Lupus loosed an arrow.
It screamed – no, howled. He nocked another, fired, nocked again, fired and eventually whatever it was moved away, leaving a deep silence.
Then the door burst completely as the creature came exploding through it, and three grotesque heads were biting at everything, saliva slopping to the floor in pools. Blood seeped from the arrow wounds, but they didn’t seem to impede the thing’s movements.
‘Get out of the way,’ Beami ordered, but Lupus ignored her.
He drew his blade and assumed a fighting stance, crouching and ready, relaxing back his vision to concentrate on all three heads, and when two of them attacked simultaneously he sliced his weapon horizontally, cutting one in the cheek, then ducked beneath the other set of jaws and punched one of the creature’s throats. It reeled back, winded.
Using the Logi, Beami whipped and cracked three bright liquid-lines out to one side of Lupus, where they slapped into the monster repeatedly, leaving a staggered row of burning light-scars in its hide.
The floorboards almost buckled as it collapsed on them, dust motes drifting around it. There was now an overwhelming stillness.
‘I think I’m going to lose my deposit on this place,’ Beami said eventually.
Lupus stared breathlessly at his lover, at the thin metal rods in each of her hands, and the two trailing chains that had now lost their light. ‘What the hell did you do to it?’
‘These things shoot concentrated energy, distilled elements – a bit like lightning. I just stunned the brute, that’s all.’
‘Couldn’t you put enough whatever energy in it to kill the damn thing?’
‘No, it came after us specifically, so I wanted to get a better look at it. You can slash its throats afterwards if you want. Anyway, do it outside. I’ve only just got everything unpacked here and I’m pissed off that I already need to clean up.’

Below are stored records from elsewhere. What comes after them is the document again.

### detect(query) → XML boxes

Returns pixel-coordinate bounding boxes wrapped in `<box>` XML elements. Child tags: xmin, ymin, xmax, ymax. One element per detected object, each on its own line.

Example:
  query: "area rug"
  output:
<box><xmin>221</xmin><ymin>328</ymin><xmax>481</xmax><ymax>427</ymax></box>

Together they extended the heap of fallen body out till it nearly covered the length of the room. The light-line wounds were still glowing, between the parted fur, and there was a stench of burnt flesh as if it had been branded with a red-hot iron. This was clearly some form of dog, although Beami observed that no cultist had produced this. It was too perfect a specimen – cultists could only splice, creating awkward and macabre hybrids. She felt sorry for it, realizing it wasn’t its fault that it had been sent here to hunt them down. The thing began to regain consciousness slowly, and Lupus was forced to kill it.

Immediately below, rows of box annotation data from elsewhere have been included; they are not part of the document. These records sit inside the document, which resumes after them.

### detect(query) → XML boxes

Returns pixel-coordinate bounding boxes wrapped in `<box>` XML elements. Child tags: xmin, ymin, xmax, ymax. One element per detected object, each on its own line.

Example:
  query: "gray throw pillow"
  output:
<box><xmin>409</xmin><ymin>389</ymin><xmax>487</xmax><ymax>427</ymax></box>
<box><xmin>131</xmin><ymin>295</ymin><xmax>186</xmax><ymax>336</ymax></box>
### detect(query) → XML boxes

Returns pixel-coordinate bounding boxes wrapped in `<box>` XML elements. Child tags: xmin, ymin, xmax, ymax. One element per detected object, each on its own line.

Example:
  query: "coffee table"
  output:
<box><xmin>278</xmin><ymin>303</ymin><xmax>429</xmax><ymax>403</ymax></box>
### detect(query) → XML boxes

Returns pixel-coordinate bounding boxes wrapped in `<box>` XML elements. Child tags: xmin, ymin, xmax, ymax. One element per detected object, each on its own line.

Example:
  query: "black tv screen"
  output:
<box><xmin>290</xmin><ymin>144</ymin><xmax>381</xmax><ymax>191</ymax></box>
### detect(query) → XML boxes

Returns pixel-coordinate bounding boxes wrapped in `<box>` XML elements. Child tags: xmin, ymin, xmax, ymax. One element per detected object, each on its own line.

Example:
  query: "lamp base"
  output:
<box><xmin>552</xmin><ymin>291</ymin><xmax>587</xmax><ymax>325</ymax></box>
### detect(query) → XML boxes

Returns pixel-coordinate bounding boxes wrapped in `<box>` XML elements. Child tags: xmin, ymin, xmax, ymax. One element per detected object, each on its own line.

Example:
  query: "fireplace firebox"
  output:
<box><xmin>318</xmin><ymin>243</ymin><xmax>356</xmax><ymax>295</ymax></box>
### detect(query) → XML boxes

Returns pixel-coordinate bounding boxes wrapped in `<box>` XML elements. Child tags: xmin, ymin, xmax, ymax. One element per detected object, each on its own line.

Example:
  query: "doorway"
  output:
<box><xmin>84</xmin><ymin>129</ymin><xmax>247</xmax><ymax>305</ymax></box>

With all three of its throats slit, it bled slowly to death.
*
And in a distant, unremarkable house, far from the scene of the carnage, an old woman sat staring at her runes, screeching a torrent of abuse against the beast’s destroyers.
‘Fat lot of good your magic is, if the damn thing’s dead,’ Malum complained.

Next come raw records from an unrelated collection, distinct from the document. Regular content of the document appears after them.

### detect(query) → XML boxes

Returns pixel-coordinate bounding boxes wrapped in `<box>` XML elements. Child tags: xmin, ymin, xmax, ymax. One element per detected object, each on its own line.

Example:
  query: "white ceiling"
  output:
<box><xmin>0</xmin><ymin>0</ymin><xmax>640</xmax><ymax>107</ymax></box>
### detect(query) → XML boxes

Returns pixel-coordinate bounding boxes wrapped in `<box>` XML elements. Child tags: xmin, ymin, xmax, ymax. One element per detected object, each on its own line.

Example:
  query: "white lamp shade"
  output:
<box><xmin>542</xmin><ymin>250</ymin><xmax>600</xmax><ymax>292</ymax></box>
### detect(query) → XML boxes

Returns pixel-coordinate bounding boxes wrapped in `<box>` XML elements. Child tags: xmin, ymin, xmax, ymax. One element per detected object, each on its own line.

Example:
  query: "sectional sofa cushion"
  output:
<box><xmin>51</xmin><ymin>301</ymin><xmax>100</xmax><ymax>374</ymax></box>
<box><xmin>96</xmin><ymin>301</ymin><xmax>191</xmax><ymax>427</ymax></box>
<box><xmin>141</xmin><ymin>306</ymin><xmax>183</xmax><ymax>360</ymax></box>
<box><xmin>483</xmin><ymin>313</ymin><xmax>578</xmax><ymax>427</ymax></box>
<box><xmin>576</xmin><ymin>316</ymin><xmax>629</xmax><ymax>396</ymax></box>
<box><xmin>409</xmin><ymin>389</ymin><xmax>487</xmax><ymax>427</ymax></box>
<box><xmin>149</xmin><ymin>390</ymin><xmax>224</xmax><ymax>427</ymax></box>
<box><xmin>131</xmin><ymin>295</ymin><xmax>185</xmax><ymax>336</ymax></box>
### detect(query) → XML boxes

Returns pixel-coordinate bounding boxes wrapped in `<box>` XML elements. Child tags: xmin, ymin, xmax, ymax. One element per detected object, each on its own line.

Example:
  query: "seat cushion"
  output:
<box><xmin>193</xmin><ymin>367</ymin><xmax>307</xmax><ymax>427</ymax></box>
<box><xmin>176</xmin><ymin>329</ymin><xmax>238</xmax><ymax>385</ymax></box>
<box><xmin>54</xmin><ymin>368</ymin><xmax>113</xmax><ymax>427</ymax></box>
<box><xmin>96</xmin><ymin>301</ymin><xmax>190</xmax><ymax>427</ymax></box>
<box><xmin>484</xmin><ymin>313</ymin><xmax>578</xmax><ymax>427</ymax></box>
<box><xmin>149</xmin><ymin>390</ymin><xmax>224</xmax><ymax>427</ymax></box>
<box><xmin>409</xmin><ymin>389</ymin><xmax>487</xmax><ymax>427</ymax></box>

‘She is evil, with her relics!’
‘I suppose I’ll get the lads to hunt her down after all, if there’s no quicker option.’
‘How will you know where to find her? Magic is the best—’
‘You’ve tried and failed, so leave this to my lot.’
‘You didn’t see what I saw, through its eyes!’
‘And what, dare I ask, did you see?’ As if it could possibly be anything either natural or sane.
‘Another man. A soldier. You have seen him, maybe? One of the Night Guard.’
He stormed out of the room. Fuck this, it was bad enough being abandoned by your wife, but to find she was running around with another man . . . He had never felt so humiliated. They both had to die, immediately.
He grabbed the relic he’d given to the witch, determined to sell all Beami’s crap in the market tomorrow.
‘He looks like a wolf!’ the witch wailed after him, as he strode out into the cold. Her words followed him down the street, either as an echo, or in his head, he couldn’t tell which.
But on his way back, he did something unexpected. With the relic – that extension of Beami – in his hands, he meandered along the lanes where he had once gone walking with her. He headed past the boarded-up stores where he had bought her presents, past bars and bistros where they had shared intimate conversations. Whenever one of his gang members approached, he ignored them, keeping his head down and his hands in his pockets, and tried to identify the moment where he had let things reach the point of no return.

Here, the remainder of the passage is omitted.